Question 1: What about complexity? Earlier we said that the complexity of conjoint questions makes them different from direct survey questions. Hence even if sample size calculations from regular surveys apply to conjoint results, would they not vary based on study complexity? For example, would more-complex studies require larger sample sizes? Study complexity can be based on a variety of variables such as number of attributes, levels, concepts per screen, etc. We have not been able to test all of them, but by varying the number of attributes (< five and seven-to-nine) we found no difference (using four data points in each group). Further, in Figure 2 (which has 29 data points), the average scores at each sample size are displayed but the actual variation is quite minor, indicating that the study complexity does not have much of an impact on the sample size calculations. While we cannot say definitively that complexity does not impact sample size consideration, for most practical conjoint studies it would appear that complexity should not be a factor. But when studies have abnormalities in design (say, 12 levels for an attribute), it might be useful to consider increasing the sample size.

Question 2: Can I use fewer choice tasks? This is a common question that comes up as the design is being finalized and is generally triggered by the prospect of an overly long questionnaire. The subtext here is that this is to be done without increasing sample size for the study. We analyzed two studies by comparing results from the full set of choice tasks with that from a half set of randomly chosen choice tasks. As expected, margin of error increases (for purchase likelihood) while the ability to detect significant difference decreases (for share of preference). So there is a clear sacrifice that is made when fewer choice tasks are used.
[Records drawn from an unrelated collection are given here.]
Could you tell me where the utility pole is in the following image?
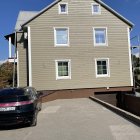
[131,35,140,92]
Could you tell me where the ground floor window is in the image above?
[55,60,71,79]
[95,58,110,77]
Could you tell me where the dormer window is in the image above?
[92,4,101,15]
[59,3,68,14]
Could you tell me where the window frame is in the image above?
[93,27,108,47]
[55,59,71,80]
[95,58,110,78]
[91,3,101,15]
[58,3,68,14]
[54,27,69,47]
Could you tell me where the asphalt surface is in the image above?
[0,99,140,140]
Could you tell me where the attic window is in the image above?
[59,3,68,14]
[92,4,101,15]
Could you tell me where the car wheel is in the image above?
[39,103,42,111]
[30,111,37,126]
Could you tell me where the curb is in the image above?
[89,96,140,126]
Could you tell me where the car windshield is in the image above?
[0,88,31,103]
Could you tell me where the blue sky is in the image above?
[0,0,140,61]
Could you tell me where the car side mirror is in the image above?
[37,91,43,97]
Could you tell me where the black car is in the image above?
[0,87,42,126]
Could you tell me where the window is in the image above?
[55,60,71,79]
[93,28,108,46]
[92,4,101,14]
[59,3,68,14]
[54,28,69,46]
[95,58,109,77]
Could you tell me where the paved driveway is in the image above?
[0,99,140,140]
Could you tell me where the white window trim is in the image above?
[91,3,101,15]
[55,59,71,80]
[54,27,70,47]
[58,3,68,14]
[93,27,108,47]
[95,58,110,78]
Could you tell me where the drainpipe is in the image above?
[13,32,17,87]
[9,37,12,58]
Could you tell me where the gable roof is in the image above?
[21,0,134,28]
[95,0,134,27]
[15,11,38,31]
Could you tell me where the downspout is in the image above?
[27,26,32,86]
[13,32,17,87]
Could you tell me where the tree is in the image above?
[0,62,17,88]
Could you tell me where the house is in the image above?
[5,0,133,97]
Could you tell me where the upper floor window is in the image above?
[59,3,68,14]
[55,60,71,79]
[95,58,110,77]
[92,4,101,14]
[54,28,69,46]
[93,28,108,46]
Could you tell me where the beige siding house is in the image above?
[6,0,133,98]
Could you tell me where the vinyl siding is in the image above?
[17,33,28,87]
[22,0,131,90]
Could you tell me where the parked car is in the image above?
[0,87,42,126]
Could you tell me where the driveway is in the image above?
[0,99,140,140]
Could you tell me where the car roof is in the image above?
[0,88,25,96]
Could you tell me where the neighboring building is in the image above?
[6,0,133,96]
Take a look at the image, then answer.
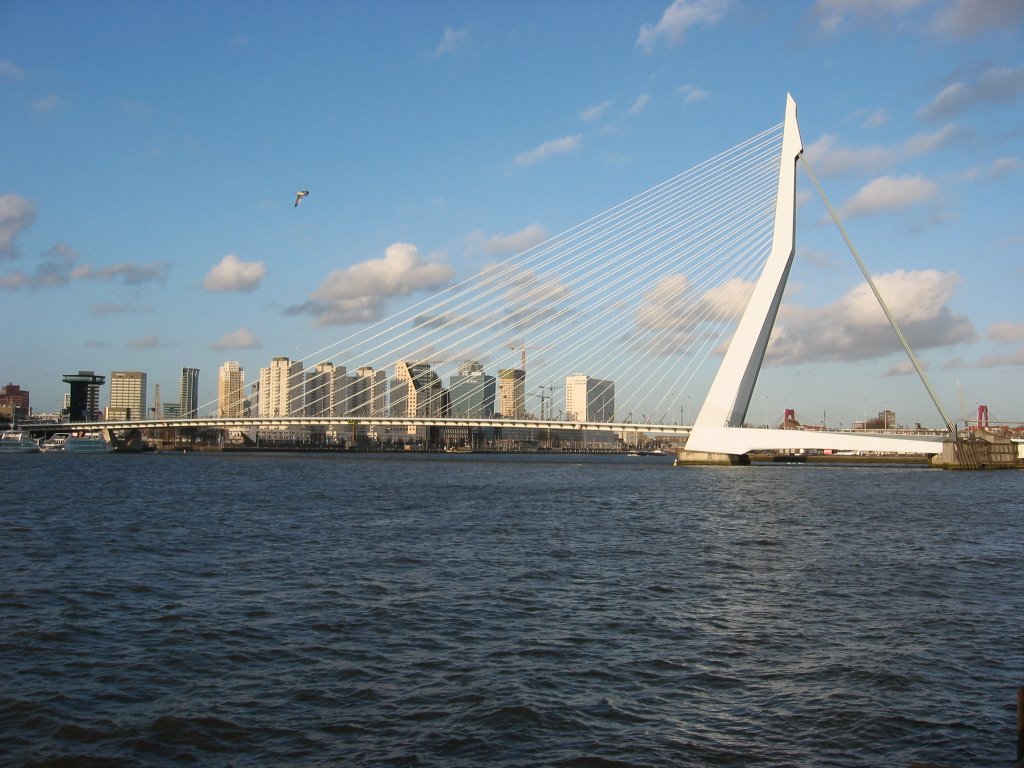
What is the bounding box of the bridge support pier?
[674,449,751,467]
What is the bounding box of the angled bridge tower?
[680,94,942,464]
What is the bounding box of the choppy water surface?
[0,455,1024,767]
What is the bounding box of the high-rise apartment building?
[449,361,496,419]
[498,368,526,419]
[565,374,615,422]
[348,366,387,417]
[106,371,147,421]
[217,360,246,419]
[178,368,199,419]
[391,360,443,418]
[63,371,106,421]
[259,357,305,417]
[303,362,350,416]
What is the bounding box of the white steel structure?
[686,95,942,456]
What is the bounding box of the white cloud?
[512,133,583,167]
[842,176,939,218]
[89,302,153,317]
[676,83,711,106]
[125,336,172,352]
[961,158,1024,181]
[210,328,263,351]
[580,98,611,123]
[978,347,1024,368]
[811,0,928,34]
[804,133,896,176]
[932,0,1024,39]
[285,243,455,326]
[636,0,728,53]
[885,358,928,376]
[861,110,889,128]
[0,243,167,291]
[903,123,967,158]
[0,195,36,259]
[988,321,1024,342]
[766,269,975,364]
[919,65,1024,119]
[626,93,650,117]
[203,253,266,293]
[434,25,470,58]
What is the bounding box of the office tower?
[449,361,496,419]
[0,384,32,423]
[178,368,199,419]
[348,366,387,418]
[259,357,305,418]
[217,360,246,419]
[106,371,147,421]
[565,374,615,422]
[303,362,346,416]
[63,371,106,421]
[391,360,444,434]
[498,368,526,419]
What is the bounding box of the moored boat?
[0,432,39,454]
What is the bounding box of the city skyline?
[0,0,1024,424]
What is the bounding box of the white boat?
[0,432,39,454]
[63,432,113,454]
[39,432,71,454]
[39,432,113,454]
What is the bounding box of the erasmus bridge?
[89,96,955,460]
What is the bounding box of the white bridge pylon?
[686,94,942,456]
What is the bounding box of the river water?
[0,454,1024,768]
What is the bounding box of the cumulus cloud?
[988,321,1024,342]
[919,65,1024,120]
[766,269,976,365]
[903,124,968,158]
[203,253,266,293]
[210,328,263,351]
[978,347,1024,368]
[125,336,172,352]
[0,195,36,259]
[842,176,939,218]
[811,0,927,34]
[676,83,711,106]
[512,133,583,168]
[89,302,153,317]
[804,133,897,176]
[285,243,455,326]
[636,0,728,54]
[626,93,650,117]
[0,243,167,291]
[434,25,470,58]
[961,158,1024,181]
[932,0,1024,39]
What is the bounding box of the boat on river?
[39,432,113,454]
[0,432,39,454]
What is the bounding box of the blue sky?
[0,0,1024,424]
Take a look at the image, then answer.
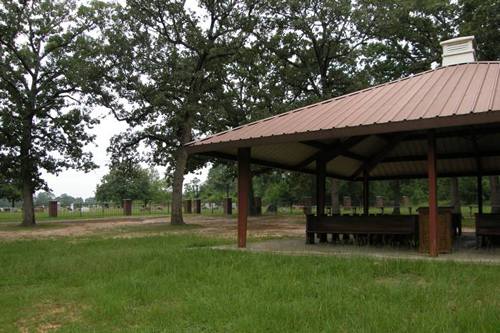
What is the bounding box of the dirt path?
[0,216,305,240]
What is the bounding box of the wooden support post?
[238,148,252,248]
[427,132,438,257]
[316,158,327,243]
[316,159,326,216]
[477,173,483,214]
[123,199,132,216]
[363,171,370,215]
[49,200,57,217]
[193,199,201,214]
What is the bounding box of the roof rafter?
[295,135,367,168]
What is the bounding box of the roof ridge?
[186,61,500,146]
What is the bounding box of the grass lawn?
[0,234,500,332]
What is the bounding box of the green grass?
[0,235,500,332]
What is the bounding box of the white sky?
[43,0,208,198]
[43,113,208,199]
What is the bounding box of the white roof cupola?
[440,36,476,66]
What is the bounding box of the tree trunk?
[22,179,36,227]
[490,176,500,214]
[20,112,36,227]
[248,173,257,216]
[392,180,401,215]
[170,145,188,225]
[332,178,340,215]
[450,177,461,214]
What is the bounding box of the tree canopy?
[95,164,168,205]
[0,0,101,225]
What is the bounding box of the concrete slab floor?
[214,233,500,265]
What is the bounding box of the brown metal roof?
[187,62,500,179]
[187,62,500,152]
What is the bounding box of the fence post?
[193,199,201,214]
[49,200,57,217]
[123,199,132,216]
[253,197,262,216]
[224,198,233,215]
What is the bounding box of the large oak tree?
[92,0,255,224]
[0,0,101,226]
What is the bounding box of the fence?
[0,197,484,222]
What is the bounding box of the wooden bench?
[306,215,418,244]
[476,214,500,247]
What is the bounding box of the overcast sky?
[40,0,208,198]
[40,110,208,198]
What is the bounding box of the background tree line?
[0,0,500,225]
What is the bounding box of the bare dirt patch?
[0,215,305,240]
[16,301,80,333]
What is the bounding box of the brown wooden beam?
[295,136,366,168]
[472,135,483,214]
[477,175,483,214]
[402,125,500,141]
[380,151,500,163]
[370,170,500,181]
[238,148,252,248]
[427,131,439,257]
[351,133,407,179]
[300,140,366,161]
[363,171,370,215]
[198,152,350,180]
[316,159,326,216]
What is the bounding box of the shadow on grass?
[0,222,69,232]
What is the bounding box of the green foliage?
[0,0,103,224]
[35,191,54,207]
[0,175,21,206]
[95,164,168,204]
[458,0,500,60]
[360,0,458,84]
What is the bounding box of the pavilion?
[187,61,500,256]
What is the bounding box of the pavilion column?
[363,171,370,215]
[427,132,438,257]
[316,158,327,243]
[477,172,483,214]
[316,159,326,216]
[238,148,252,247]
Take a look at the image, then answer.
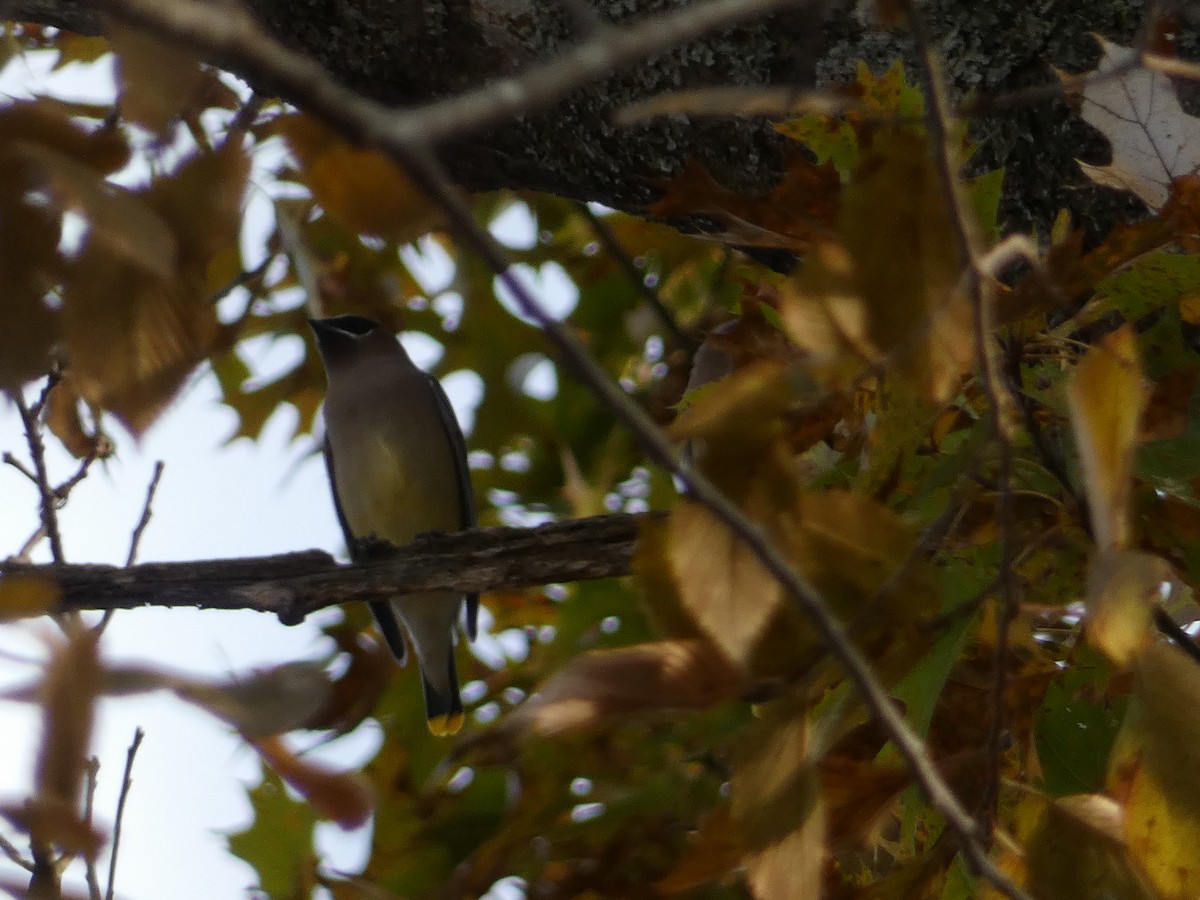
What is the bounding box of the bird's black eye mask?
[325,316,379,337]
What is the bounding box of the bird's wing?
[323,436,408,665]
[425,372,479,641]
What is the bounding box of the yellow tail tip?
[430,713,463,738]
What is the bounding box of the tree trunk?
[11,0,1200,240]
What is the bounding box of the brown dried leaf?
[654,805,745,894]
[62,148,248,434]
[509,641,744,734]
[1138,362,1200,444]
[8,140,176,280]
[1109,643,1200,900]
[104,19,205,137]
[0,575,62,622]
[840,128,974,402]
[647,145,841,253]
[302,623,396,734]
[1087,548,1175,666]
[277,115,445,241]
[731,704,826,900]
[46,372,102,460]
[1079,36,1200,210]
[34,625,103,810]
[258,738,374,830]
[1067,325,1146,550]
[984,793,1157,900]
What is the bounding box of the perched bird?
[308,316,479,736]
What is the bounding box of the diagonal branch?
[96,0,1027,900]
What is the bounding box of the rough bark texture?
[10,0,1200,240]
[0,512,665,625]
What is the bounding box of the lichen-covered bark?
[14,0,1198,240]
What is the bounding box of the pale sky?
[0,45,537,900]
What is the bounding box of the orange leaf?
[251,738,373,830]
[106,20,205,137]
[0,575,62,622]
[731,704,826,900]
[647,145,841,253]
[1087,548,1175,666]
[1067,325,1145,550]
[1109,643,1200,900]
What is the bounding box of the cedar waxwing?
[310,316,479,736]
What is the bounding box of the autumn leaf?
[104,22,205,137]
[1109,643,1200,900]
[647,149,841,253]
[731,704,827,900]
[1087,547,1174,666]
[983,793,1156,900]
[508,641,742,734]
[276,115,443,242]
[1067,326,1145,551]
[0,574,61,622]
[1079,36,1200,211]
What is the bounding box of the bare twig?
[907,0,1018,859]
[0,450,37,487]
[575,202,697,353]
[125,460,163,566]
[93,0,1026,898]
[83,756,104,900]
[389,142,1027,900]
[104,0,800,146]
[104,728,145,900]
[0,834,34,872]
[0,514,661,623]
[11,388,66,563]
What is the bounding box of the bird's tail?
[421,653,463,738]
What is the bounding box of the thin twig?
[104,727,145,900]
[405,133,1028,900]
[96,460,163,635]
[907,0,1019,854]
[575,200,697,353]
[222,91,266,146]
[53,446,110,504]
[83,756,104,900]
[0,834,34,872]
[0,450,37,487]
[98,0,1028,900]
[12,388,66,563]
[103,0,804,146]
[125,460,164,566]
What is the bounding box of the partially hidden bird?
[308,316,479,736]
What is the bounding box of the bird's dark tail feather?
[421,655,463,738]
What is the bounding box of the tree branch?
[0,512,661,624]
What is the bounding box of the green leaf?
[228,769,317,900]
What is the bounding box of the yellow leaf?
[278,115,443,241]
[1067,325,1146,551]
[0,575,62,622]
[2,140,176,278]
[654,805,745,894]
[509,641,743,734]
[106,20,205,137]
[1109,643,1200,900]
[1087,550,1175,666]
[984,793,1156,900]
[835,128,974,401]
[62,146,248,434]
[730,703,826,900]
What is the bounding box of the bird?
[308,316,479,737]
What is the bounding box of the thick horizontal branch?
[0,512,662,624]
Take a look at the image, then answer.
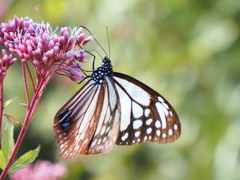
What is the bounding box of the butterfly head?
[90,57,113,84]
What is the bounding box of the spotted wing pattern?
[114,73,181,145]
[54,76,120,159]
[54,57,181,159]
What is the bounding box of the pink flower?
[0,16,93,81]
[0,49,17,78]
[9,161,67,180]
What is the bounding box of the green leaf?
[9,145,40,173]
[0,120,14,169]
[0,150,7,170]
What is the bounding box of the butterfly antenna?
[80,26,108,57]
[106,26,111,59]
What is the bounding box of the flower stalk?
[0,16,93,179]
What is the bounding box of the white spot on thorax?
[133,119,143,129]
[135,131,140,137]
[144,109,150,117]
[146,118,153,126]
[121,133,129,141]
[147,127,152,134]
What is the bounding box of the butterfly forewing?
[86,78,121,155]
[54,57,181,158]
[114,73,181,145]
[54,80,104,158]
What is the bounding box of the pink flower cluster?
[0,16,93,81]
[9,161,67,180]
[0,49,17,78]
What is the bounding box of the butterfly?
[53,57,181,159]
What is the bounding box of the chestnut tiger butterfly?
[53,28,181,159]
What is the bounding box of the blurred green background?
[0,0,240,180]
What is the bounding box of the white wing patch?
[113,73,181,145]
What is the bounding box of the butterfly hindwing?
[54,57,181,158]
[114,73,181,145]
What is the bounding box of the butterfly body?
[54,57,181,158]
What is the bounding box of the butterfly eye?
[54,57,181,158]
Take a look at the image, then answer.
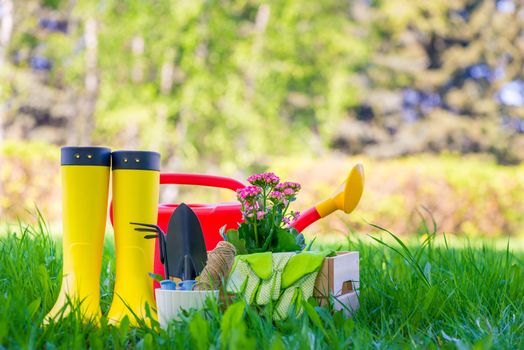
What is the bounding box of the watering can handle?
[160,173,245,191]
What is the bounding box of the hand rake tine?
[130,222,164,233]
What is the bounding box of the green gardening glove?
[256,253,295,305]
[273,251,331,320]
[226,252,273,304]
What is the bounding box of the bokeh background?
[0,0,524,238]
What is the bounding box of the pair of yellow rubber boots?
[45,147,160,324]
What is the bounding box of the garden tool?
[108,151,160,325]
[166,203,207,281]
[131,222,169,278]
[44,147,111,323]
[273,251,332,320]
[293,164,364,232]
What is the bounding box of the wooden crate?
[313,252,360,316]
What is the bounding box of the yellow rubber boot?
[108,151,160,325]
[44,147,111,323]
Johnson and Orme (1996), show that the number of choice tasks and sample size can be traded off. Orme (2010) considers two common forms of survey error and suggests that sampling error is based on sample size and measurement error is based (mainly) on number of choice tasks. Hence the implication is that total survey error can be managed by trading off between the two types of error. For practical purposes, one way to think about this is in terms of sample availability. When sample is cheap and plentiful (e.g., B2C), perhaps a compromise can be made in terms of fewer choice tasks and more sample when questionnaires get too long. When sample is expensive and limited (e.g., B2B), the opposite approach may work better.

Can be easily calculated

Conjoint studies go through various stages of design and iteration. How do we determine appropriate sample size before we know anything at all about the design? The simplest recommendation based on outcome metrics of practical interest is to use conventional margin of error and significance testing calculations as guidelines. These are well-known and widely-used heuristics that can be easily calculated and appear to be somewhat conservative. If there is a sense that the study will have abnormal complexity, it may be prudent to increase the sample size beyond these guidelines.

References

Johnson, Richard and Orme, Bryan (1996), How many questions should you ask in choice-based conjoint studies?, Sawtooth Software Research Paper Series.

Orme, Bryan (2010), Getting Started with Conjoint Analysis: Strategies for Product Design and Pricing Research, Second Edition, Research Publishers LLC.